采用XRD和SEM分析了Ti_0.7Zr_0.3(Cr₁_-_xV_x)₂ (x=0.1, 0.2, 0.3, 0.4)合金的相组成、晶体结构和元素成分; 采用Sieverts装置、差热和热重分析仪(DTA-TG)测量了合金的活化性能、吸放氢P-C-T曲线、热力学参数及高温放氢特征. 结果表明, 合金为多相组织, 存在C36(P6₃/mmc)和C15(Fd3m) 2种Laves相和几种晶格常数近似的钒基bcc固溶体相. 当V含量较低时, 合金主要由C36型Laves相和少量bcc固溶体相组成. 随着V含量增加, C36型转变为C15型Laves相, 其中第3种(C层)堆垛存在几率增加, 而且合金中bcc固溶体相含量增加. 合金在2 MPa氢压和常温下能迅速活化; 表面氧化后, x=0.1和0.2合金仍表现出优异的活化性能. 随着V含量增加, 合金的贮氢量增加、平台压力减小. 合金氢化的相对偏摩尔焓变(ΔH)和熵变(ΔS)的变化范围为-7~ -28 kJ/mol和-35~ -95 J/(mol·K). DTA-TG分析表明, 合金氢化物分解主要出现在500~600 K温度区间, 并呈现对应不同类型氢化物的2个分解温度, 加热到800 K时合金中稳定的氢化物完全分解.

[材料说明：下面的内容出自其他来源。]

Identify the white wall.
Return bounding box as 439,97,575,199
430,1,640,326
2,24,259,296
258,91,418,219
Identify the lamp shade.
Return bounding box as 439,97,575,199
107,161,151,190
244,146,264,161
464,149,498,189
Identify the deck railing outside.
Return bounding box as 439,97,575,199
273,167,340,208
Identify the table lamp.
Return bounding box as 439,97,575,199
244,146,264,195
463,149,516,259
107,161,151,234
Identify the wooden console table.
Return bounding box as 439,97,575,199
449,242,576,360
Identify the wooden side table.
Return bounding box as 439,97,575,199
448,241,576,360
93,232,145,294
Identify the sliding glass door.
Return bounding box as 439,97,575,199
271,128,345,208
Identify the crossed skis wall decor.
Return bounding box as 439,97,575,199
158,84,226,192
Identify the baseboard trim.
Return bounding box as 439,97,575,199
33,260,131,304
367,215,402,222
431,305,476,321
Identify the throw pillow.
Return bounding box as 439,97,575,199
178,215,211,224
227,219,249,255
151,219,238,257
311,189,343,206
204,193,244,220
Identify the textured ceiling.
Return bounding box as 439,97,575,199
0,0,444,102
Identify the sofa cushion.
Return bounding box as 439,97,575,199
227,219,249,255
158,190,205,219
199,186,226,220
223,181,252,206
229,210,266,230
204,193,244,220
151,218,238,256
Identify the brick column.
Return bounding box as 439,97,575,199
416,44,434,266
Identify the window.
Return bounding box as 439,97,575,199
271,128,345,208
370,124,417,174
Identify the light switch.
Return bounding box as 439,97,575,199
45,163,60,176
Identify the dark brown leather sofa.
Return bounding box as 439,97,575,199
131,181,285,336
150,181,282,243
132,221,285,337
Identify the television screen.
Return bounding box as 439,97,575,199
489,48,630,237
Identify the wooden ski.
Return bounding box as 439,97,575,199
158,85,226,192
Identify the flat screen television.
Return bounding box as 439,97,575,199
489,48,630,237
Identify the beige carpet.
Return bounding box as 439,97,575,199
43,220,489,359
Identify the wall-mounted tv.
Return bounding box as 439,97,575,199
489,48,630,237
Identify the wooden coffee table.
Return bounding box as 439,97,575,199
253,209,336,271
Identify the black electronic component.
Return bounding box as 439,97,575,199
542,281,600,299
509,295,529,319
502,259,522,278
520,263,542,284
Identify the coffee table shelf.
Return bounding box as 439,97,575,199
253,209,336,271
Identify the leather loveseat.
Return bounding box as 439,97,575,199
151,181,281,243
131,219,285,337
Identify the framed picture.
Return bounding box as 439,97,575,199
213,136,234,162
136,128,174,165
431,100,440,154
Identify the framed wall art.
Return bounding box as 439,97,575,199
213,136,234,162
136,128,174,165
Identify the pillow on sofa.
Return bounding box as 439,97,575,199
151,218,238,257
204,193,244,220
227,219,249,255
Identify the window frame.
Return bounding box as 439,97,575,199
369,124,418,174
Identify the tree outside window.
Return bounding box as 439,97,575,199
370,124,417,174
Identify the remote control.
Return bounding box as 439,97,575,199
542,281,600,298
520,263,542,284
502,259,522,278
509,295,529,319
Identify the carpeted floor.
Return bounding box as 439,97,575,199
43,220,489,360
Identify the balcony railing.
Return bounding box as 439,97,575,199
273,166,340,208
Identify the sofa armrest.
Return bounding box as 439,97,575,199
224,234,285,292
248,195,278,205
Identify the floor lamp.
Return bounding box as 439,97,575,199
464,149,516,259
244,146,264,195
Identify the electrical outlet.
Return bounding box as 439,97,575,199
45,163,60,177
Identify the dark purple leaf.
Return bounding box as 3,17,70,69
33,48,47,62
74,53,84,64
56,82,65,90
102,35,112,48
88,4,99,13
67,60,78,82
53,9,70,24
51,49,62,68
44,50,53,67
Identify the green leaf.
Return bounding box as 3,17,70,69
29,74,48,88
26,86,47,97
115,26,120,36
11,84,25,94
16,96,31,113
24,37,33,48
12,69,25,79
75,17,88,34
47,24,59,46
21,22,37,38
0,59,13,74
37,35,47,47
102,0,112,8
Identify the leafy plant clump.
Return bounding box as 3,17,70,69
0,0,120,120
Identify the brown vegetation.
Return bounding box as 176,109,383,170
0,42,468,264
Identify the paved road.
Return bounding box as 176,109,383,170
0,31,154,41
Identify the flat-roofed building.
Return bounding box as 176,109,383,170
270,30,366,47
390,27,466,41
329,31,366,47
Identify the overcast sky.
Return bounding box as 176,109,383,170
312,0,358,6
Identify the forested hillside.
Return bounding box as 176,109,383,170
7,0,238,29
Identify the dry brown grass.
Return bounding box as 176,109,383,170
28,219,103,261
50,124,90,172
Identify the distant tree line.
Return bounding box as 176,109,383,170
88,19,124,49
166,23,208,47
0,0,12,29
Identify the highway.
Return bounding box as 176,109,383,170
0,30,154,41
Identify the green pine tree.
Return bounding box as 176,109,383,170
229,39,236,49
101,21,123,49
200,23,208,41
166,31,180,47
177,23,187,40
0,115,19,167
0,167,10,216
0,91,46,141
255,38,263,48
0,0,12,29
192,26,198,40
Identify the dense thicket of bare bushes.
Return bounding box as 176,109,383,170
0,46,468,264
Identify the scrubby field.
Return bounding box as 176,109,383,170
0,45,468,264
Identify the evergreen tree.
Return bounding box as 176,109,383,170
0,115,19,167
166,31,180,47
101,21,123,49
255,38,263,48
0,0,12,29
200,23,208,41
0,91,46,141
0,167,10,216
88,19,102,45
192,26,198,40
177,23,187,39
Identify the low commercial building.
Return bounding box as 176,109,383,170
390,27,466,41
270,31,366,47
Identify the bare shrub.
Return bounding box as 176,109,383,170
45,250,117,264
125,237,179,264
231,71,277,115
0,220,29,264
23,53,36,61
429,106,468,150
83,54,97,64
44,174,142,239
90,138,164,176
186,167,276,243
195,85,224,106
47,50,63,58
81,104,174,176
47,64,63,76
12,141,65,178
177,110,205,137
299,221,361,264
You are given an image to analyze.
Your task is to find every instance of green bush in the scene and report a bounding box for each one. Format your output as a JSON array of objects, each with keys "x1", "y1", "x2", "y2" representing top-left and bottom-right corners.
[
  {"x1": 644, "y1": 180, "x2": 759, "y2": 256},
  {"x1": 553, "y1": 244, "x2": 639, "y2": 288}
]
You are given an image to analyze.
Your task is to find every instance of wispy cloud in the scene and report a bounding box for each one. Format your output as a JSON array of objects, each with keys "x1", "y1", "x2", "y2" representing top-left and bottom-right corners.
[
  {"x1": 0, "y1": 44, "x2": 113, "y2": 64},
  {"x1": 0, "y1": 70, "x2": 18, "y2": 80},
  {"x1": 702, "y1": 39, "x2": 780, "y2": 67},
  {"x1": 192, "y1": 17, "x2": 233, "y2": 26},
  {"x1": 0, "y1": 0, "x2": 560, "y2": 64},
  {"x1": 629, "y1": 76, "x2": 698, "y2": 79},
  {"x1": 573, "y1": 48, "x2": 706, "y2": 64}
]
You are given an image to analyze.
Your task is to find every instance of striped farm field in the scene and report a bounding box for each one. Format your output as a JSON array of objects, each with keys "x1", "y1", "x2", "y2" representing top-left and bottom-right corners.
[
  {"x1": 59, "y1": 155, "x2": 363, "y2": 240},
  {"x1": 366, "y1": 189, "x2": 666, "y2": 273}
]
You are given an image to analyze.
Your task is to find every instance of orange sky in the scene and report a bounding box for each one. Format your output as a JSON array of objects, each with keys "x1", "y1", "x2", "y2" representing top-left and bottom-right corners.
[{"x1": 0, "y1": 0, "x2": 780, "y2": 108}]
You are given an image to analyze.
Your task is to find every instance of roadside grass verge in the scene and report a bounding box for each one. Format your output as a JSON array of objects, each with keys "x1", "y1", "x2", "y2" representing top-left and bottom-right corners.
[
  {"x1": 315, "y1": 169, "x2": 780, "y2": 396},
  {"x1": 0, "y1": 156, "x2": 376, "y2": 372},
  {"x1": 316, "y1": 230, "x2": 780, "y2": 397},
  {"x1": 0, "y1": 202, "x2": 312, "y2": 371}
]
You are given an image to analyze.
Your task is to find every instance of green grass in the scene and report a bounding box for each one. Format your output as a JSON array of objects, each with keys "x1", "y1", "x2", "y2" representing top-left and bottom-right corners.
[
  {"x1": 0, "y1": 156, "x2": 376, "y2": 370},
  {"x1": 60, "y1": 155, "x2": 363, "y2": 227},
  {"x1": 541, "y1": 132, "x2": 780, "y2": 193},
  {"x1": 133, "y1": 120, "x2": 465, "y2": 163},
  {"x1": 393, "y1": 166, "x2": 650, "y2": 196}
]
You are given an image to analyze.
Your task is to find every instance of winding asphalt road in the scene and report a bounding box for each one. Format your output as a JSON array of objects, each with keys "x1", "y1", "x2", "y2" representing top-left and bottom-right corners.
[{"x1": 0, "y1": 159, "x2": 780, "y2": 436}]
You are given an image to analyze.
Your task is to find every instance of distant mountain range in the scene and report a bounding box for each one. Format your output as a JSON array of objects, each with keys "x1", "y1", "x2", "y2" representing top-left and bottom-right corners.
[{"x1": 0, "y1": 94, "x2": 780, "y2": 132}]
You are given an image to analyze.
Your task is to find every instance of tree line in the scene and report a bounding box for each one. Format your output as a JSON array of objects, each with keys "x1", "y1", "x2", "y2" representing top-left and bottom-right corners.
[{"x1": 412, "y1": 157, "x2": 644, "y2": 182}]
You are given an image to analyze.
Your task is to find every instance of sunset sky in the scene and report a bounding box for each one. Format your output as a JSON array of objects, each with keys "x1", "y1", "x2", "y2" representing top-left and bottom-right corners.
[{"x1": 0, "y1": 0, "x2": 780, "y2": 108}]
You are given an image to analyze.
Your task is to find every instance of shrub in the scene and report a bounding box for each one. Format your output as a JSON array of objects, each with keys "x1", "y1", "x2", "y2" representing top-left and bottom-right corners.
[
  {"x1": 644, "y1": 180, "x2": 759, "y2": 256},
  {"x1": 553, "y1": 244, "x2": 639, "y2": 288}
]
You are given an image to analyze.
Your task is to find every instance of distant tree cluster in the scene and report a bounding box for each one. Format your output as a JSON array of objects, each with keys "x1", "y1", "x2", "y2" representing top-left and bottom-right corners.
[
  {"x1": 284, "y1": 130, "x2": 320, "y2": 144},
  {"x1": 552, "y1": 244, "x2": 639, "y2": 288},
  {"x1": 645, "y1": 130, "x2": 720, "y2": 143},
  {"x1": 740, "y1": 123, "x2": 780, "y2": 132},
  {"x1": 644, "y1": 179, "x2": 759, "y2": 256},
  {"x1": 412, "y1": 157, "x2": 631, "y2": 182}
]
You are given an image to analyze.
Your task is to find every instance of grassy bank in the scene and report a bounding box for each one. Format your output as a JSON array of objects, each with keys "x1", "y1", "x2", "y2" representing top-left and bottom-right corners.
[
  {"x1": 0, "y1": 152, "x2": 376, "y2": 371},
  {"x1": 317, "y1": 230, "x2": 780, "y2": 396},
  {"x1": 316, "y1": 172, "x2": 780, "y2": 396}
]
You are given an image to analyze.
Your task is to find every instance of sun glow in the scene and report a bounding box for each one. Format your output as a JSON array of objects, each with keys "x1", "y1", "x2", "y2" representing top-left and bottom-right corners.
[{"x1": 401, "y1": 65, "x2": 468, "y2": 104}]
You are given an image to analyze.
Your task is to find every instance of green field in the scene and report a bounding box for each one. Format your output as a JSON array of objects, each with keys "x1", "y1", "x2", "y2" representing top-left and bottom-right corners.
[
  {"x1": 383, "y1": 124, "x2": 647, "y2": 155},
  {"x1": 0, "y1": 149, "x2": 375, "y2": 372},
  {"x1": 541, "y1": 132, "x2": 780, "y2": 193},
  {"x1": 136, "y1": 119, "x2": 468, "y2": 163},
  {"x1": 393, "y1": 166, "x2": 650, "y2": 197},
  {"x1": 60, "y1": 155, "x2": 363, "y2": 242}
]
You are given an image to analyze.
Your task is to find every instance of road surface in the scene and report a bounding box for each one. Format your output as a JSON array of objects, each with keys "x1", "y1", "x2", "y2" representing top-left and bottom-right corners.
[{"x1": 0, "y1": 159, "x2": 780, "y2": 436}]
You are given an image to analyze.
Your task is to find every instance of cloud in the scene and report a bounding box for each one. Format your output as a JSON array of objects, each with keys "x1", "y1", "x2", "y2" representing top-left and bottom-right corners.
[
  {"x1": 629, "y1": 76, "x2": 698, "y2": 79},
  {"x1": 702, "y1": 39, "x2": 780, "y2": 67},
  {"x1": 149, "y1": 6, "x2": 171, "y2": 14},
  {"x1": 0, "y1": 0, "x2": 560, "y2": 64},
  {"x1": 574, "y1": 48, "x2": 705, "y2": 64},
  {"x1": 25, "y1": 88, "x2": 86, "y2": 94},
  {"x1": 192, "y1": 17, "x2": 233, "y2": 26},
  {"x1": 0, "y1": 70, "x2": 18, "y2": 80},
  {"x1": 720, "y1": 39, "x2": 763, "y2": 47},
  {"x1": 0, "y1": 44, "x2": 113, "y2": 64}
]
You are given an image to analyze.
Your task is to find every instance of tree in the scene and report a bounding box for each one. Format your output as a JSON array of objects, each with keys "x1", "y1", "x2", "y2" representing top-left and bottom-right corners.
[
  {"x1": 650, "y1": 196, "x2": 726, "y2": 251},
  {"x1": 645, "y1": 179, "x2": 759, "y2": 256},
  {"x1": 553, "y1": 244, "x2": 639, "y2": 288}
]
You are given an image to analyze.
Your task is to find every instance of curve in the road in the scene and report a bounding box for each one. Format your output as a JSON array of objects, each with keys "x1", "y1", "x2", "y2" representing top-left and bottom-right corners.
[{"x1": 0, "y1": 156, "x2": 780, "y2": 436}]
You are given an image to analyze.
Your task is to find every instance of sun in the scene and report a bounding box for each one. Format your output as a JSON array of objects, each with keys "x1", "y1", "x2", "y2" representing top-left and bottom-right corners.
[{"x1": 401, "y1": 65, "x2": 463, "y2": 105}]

关键词 ：贮氢, Laves相, 固溶体相, P-C-T曲线, 热力学, 热重分析

Abstract：

The crystal structures and phase compositions of Ti_0.7Zr_0.3(Cr₁_-_xV_x)₂(x=0.1, 0.2, 0.3, 0.4) alloys are analyzed by the XRD and SEM. The hydrogen storage properties, activation performance, thermodynamics and high-temperature desorption process of the alloys are investigated by pressure-composition-temperature (P-C-T) and DTA-TG measurements. The results show that the Ti_0.7Zr_0.3(Cr₁_-_xV_x)₂ alloys contain multi-phases, i.e. C36 (P6₃/mmc) and C15 (Fd3m) Laves phases and V-based bcc solid solution phases with different lattice constants. When the content of V in the alloy is low, the alloy basically consists of C36 type of Laves phase and small amount of bcc solid solution phase. As the content of V increases, the C36 type transfers into C15 type of Laves phase, where the probability of forming third type of stacking layers (C layers) increases, and the content of the bcc solid solution also increases. The alloys in bulk can be easily activated at 2 MPa and room temperature. The x=0.1, 0.2 alloys present excellent activation performance even after exposure in air for 20 d. As V content increases, the hydrogen absorption capacity of the alloy increases whereas the plateau pressure decreases. The relative partial molar enthalpy (ΔH) and entropy (ΔS) of hydrogen absorption for the alloys are found to be in the ranges of -7~-28 kJ/mol and -35~ -95 J/(mol·K). The DTA-TG analysis indicates that the hydrogen release from the hydrides of the alloys occur in two dissolving temperatures within the range of 500~600 K, and some residual hydrides have completely decomposed at heating temperature up to 800 K.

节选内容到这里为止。